The wings arch in similar curves and lift him seemingly a rod in air
The general impression of his coloring is that of a slaty gray, this melting into brownish on his neck and being prettily touched with rufous and black on other parts of the body. It is a pleasure to watch his graven-image pose, but it is an even greater one to see him take flight. His long legs bend under him, and he springs forward into the air in a mighty parabola. The wings arch in similar curves and lift him with the, very first stroke seemingly a rod in air, and as they arch forward for the second the long outstretched neck draws back and the long legs trail in very faithful reproduction of the ornamentation on a Japanese screen. You hardly feel that here is a living creature, flying away from fear of you. It is rather as if a skillful decorator had magically painted the great bird in on the drop scene in front of you. But the flight of the great blue heron is strong if his body is small in comparison with his other dimensions, and he rapidly rises in the majesty of power and flaps out of sight over the tree tops.

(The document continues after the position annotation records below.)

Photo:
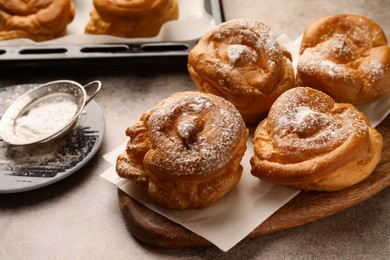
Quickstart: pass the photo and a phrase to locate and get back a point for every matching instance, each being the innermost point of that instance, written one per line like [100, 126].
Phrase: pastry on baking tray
[310, 142]
[186, 151]
[346, 56]
[241, 61]
[130, 18]
[39, 20]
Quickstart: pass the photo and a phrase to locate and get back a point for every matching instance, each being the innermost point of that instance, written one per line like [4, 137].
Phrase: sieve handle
[98, 86]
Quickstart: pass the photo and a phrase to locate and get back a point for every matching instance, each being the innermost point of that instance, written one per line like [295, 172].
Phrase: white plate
[24, 168]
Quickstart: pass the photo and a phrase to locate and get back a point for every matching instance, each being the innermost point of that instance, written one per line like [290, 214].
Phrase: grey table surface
[79, 217]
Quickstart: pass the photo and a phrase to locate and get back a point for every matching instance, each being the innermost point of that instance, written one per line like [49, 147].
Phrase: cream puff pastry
[186, 151]
[242, 62]
[39, 20]
[131, 18]
[346, 56]
[310, 142]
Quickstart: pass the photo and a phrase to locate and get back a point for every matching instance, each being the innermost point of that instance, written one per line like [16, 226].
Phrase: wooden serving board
[306, 207]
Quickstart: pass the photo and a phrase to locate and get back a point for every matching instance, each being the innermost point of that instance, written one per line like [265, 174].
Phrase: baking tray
[78, 47]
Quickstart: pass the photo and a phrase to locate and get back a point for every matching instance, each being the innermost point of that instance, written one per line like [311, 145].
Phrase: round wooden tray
[306, 207]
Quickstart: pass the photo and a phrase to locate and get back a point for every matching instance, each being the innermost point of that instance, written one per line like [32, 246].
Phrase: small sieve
[46, 112]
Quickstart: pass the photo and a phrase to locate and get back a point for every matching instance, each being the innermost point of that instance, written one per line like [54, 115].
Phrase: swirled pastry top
[38, 20]
[307, 137]
[346, 56]
[186, 151]
[239, 56]
[241, 61]
[192, 135]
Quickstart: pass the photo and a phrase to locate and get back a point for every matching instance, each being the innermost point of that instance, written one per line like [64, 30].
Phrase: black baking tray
[102, 52]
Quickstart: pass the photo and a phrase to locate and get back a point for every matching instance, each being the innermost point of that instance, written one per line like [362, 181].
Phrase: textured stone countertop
[79, 217]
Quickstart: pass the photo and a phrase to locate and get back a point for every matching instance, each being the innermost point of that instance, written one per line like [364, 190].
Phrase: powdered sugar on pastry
[310, 142]
[184, 144]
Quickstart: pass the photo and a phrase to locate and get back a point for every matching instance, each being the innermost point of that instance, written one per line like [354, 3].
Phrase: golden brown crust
[131, 18]
[310, 142]
[241, 61]
[347, 57]
[186, 151]
[39, 20]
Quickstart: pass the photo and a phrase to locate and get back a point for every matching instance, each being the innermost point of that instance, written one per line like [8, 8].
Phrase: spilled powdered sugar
[302, 127]
[192, 134]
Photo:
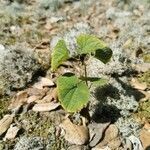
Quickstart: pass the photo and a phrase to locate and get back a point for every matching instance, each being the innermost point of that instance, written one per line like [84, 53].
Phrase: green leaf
[72, 92]
[89, 44]
[96, 81]
[60, 54]
[103, 55]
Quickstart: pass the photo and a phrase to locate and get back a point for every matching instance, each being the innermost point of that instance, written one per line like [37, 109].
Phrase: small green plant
[73, 91]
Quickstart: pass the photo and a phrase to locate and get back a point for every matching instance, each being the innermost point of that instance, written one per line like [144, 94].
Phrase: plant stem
[85, 73]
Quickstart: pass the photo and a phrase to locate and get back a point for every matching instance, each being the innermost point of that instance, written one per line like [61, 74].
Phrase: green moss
[144, 110]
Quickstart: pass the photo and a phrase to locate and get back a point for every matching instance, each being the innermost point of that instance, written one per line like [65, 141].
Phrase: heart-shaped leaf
[89, 44]
[72, 92]
[104, 54]
[60, 54]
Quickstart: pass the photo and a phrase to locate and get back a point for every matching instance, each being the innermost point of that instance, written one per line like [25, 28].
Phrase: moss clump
[144, 110]
[146, 58]
[145, 77]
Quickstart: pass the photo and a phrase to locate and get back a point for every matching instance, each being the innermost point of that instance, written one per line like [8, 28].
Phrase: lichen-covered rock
[128, 126]
[25, 143]
[70, 36]
[17, 67]
[118, 64]
[52, 5]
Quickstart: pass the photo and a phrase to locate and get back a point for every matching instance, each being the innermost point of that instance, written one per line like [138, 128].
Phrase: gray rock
[70, 36]
[25, 143]
[117, 65]
[51, 5]
[96, 131]
[128, 126]
[17, 67]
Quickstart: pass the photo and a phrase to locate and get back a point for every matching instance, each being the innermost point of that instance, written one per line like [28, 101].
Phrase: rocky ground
[118, 115]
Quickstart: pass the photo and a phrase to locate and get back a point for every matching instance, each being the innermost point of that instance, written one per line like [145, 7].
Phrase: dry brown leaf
[96, 132]
[37, 92]
[111, 133]
[137, 85]
[32, 99]
[43, 82]
[18, 100]
[45, 107]
[114, 144]
[75, 134]
[52, 95]
[5, 123]
[145, 138]
[12, 132]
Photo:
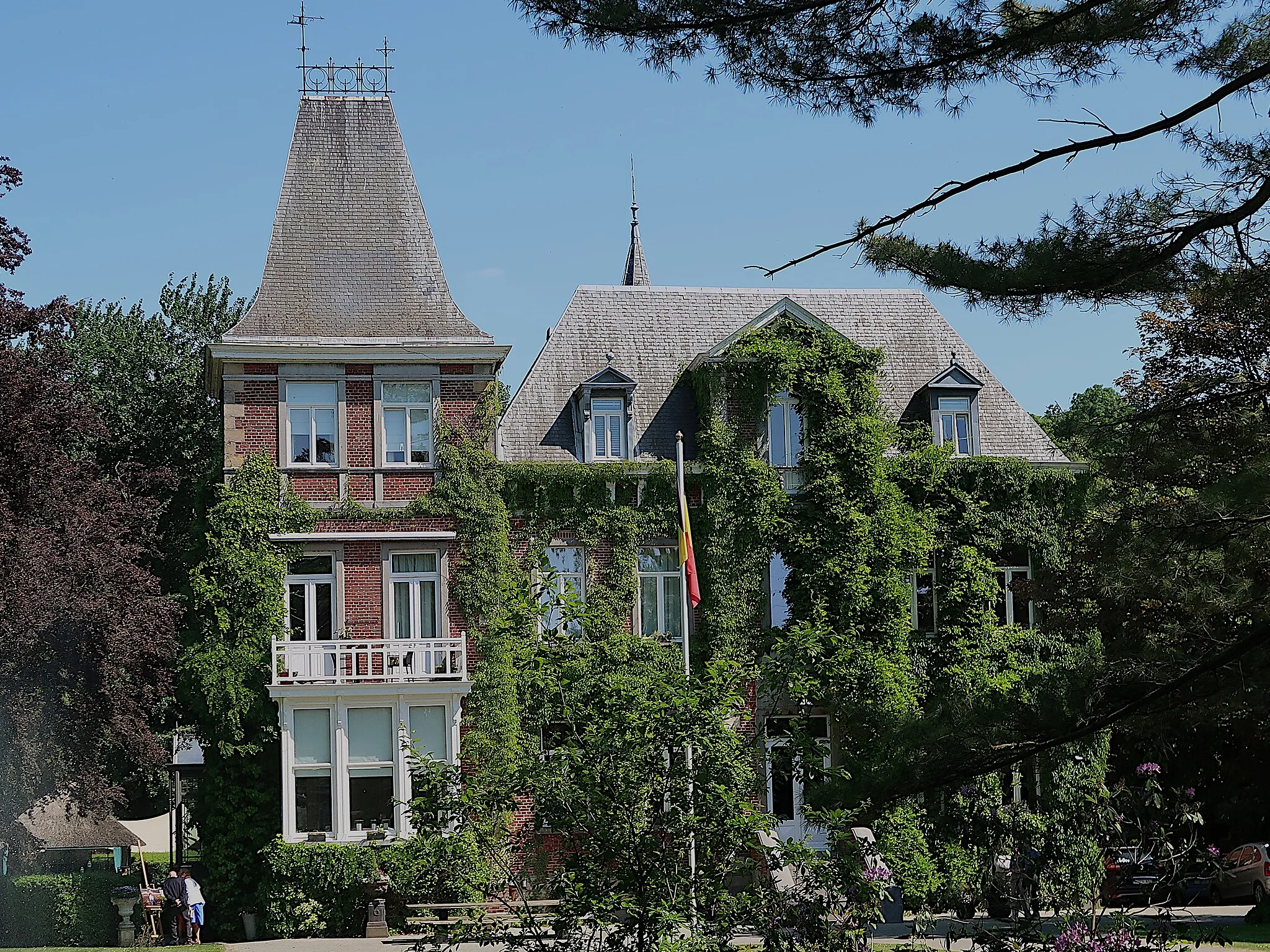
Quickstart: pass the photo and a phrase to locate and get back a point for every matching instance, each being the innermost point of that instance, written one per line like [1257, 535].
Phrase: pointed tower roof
[637, 270]
[352, 254]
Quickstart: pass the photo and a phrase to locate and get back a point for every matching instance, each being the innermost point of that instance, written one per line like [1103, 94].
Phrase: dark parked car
[1132, 878]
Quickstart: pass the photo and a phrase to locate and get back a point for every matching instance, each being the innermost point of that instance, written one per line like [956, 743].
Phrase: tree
[87, 638]
[861, 58]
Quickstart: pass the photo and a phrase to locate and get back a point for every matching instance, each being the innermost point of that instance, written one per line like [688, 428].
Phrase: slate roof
[352, 254]
[655, 332]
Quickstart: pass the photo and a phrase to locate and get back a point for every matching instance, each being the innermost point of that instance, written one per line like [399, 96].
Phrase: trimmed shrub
[59, 909]
[314, 890]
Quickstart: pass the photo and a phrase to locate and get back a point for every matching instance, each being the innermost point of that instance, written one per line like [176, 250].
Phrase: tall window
[567, 583]
[311, 423]
[660, 602]
[954, 415]
[310, 733]
[784, 432]
[607, 425]
[923, 599]
[370, 767]
[310, 598]
[407, 423]
[1014, 599]
[415, 579]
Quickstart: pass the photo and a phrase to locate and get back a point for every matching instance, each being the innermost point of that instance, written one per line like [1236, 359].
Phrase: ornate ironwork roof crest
[333, 79]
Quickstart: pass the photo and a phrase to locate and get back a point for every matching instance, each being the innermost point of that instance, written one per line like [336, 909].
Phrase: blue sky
[153, 138]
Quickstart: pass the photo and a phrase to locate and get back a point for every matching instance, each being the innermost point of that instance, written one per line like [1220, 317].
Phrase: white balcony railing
[365, 660]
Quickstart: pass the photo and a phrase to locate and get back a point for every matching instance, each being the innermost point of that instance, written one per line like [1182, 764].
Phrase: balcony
[368, 662]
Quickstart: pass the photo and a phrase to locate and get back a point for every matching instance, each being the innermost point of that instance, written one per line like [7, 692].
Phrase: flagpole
[687, 676]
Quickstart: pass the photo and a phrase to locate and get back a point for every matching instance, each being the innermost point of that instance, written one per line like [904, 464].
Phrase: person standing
[173, 908]
[193, 907]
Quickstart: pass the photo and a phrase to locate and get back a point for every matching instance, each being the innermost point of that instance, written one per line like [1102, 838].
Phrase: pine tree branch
[1071, 150]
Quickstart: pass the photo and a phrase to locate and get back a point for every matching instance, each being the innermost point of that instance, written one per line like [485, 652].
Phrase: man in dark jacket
[173, 908]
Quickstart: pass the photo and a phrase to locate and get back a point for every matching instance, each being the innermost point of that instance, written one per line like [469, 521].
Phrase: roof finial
[637, 270]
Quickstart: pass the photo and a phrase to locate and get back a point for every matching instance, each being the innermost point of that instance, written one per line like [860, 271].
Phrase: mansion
[355, 353]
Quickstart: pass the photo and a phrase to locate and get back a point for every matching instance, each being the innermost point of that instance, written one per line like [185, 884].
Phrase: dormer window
[954, 418]
[953, 398]
[784, 432]
[607, 423]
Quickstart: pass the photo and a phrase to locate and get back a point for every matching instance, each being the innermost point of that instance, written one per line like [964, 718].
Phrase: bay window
[660, 599]
[311, 736]
[311, 425]
[408, 409]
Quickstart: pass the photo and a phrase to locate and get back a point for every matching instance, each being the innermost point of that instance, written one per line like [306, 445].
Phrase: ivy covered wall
[878, 503]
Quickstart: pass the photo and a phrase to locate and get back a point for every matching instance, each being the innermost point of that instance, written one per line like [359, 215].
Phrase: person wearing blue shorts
[195, 907]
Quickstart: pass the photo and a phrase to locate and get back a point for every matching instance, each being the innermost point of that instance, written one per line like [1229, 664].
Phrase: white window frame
[413, 579]
[948, 418]
[935, 599]
[388, 407]
[310, 583]
[290, 407]
[562, 583]
[609, 415]
[662, 602]
[1008, 596]
[790, 450]
[327, 770]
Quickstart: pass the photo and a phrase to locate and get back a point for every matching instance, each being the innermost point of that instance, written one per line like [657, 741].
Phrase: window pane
[658, 559]
[566, 559]
[370, 734]
[394, 436]
[601, 432]
[310, 394]
[311, 733]
[796, 434]
[673, 607]
[300, 433]
[402, 610]
[776, 434]
[414, 563]
[783, 782]
[420, 436]
[427, 609]
[311, 565]
[313, 803]
[776, 575]
[324, 425]
[370, 800]
[923, 602]
[323, 621]
[429, 730]
[648, 620]
[407, 392]
[296, 611]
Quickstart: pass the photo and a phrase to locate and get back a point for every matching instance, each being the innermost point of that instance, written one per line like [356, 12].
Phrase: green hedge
[59, 909]
[314, 890]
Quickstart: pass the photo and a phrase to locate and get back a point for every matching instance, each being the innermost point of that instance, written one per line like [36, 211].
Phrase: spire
[637, 270]
[352, 254]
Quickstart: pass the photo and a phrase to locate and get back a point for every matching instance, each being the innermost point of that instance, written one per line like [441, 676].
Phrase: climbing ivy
[877, 503]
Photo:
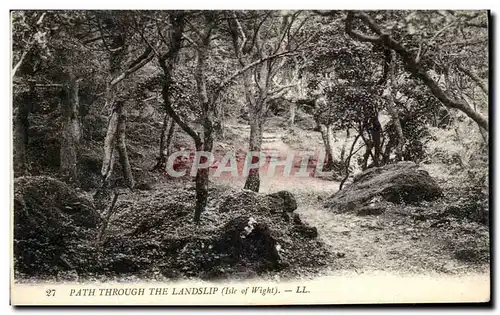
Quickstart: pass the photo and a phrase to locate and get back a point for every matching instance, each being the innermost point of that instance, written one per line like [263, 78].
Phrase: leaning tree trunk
[122, 146]
[201, 180]
[253, 179]
[70, 132]
[166, 136]
[391, 108]
[377, 143]
[291, 119]
[20, 135]
[326, 135]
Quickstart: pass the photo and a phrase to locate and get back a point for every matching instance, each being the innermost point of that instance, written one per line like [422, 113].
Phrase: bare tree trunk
[170, 137]
[293, 107]
[20, 135]
[376, 136]
[70, 131]
[167, 133]
[348, 163]
[255, 143]
[201, 180]
[122, 145]
[391, 108]
[109, 149]
[326, 135]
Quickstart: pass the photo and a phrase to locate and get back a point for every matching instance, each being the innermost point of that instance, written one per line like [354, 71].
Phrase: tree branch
[471, 74]
[412, 66]
[140, 62]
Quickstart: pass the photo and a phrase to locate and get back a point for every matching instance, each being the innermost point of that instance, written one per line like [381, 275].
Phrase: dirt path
[385, 243]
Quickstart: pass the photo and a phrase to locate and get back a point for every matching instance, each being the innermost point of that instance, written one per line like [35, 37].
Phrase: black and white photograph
[250, 157]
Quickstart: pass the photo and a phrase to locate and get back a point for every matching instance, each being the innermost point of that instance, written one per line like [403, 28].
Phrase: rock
[307, 231]
[289, 202]
[244, 238]
[49, 217]
[341, 230]
[143, 186]
[395, 183]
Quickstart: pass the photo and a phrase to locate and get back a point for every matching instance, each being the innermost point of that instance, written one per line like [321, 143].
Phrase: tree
[413, 61]
[116, 35]
[260, 84]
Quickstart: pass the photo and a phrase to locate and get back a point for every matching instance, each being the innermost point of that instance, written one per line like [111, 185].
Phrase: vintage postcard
[250, 157]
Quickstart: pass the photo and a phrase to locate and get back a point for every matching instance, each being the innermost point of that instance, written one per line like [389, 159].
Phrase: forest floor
[404, 241]
[388, 243]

The great blue heron is not rare, but I think he, too, is much less common than he used to be. Usually he does not summer with us, going farther north, where he nests in colonies. I seem to find him most often in late September or October, when he drops off for a few weeks, a pleasant fishing trip interlude in his flight to winter quarters in the south. But he is here now, and may be met with on most any May morning if you will seek out his haunts.
Fully as common but by no means so noticeable is our little green heron, the third species of the genus that one is apt to see hereabouts. You will usually pass him unnoticed as he sits all day long in the shadow on a limb near the shore. Nor will you be apt to see him until he becomes convinced that you are about to approach too near. Then, with a little frightened croak, that is more like a squeak, as if his hinges were rusty, he springs into the air, flutters along shore a few rods and disappears into the woods again.
The thought of this little fellow always brings to my mind the silent drowse and quivering heat of August afternoons along a drought-dwindled brook where cardinal flowers lift crimson plumes on the margin of the still remaining pools. Here where deciduous trees shade the winding reaches he loves to sit and wait for the cool of evening before dropping to the margin and hunting his supper.
I always suspect him of being asleep there with his glossy black head thrust under his green wing. That would give him an excuse for being surprised at close quarters and account for his vast alarm when he does see you. If not I think he would slip quietly away before you got too near as so many birds do that see you in the woods before you see them. But perhaps not; perhaps he trusts to luck and hopes till the very last that you will pass on and leave him to watch his game preserves in peace and decide which fishes and frogs he will find most appetizing. The little green heron is a solitary bird, a very recluse in fact, and I do not recall ever seeing two together. He is a nervous chap, after you have once flushed him, however, and if you watch his flight with care you may see him light, stretch his head high to see if you are following him, meanwhile nervously twitching his apology for a tail.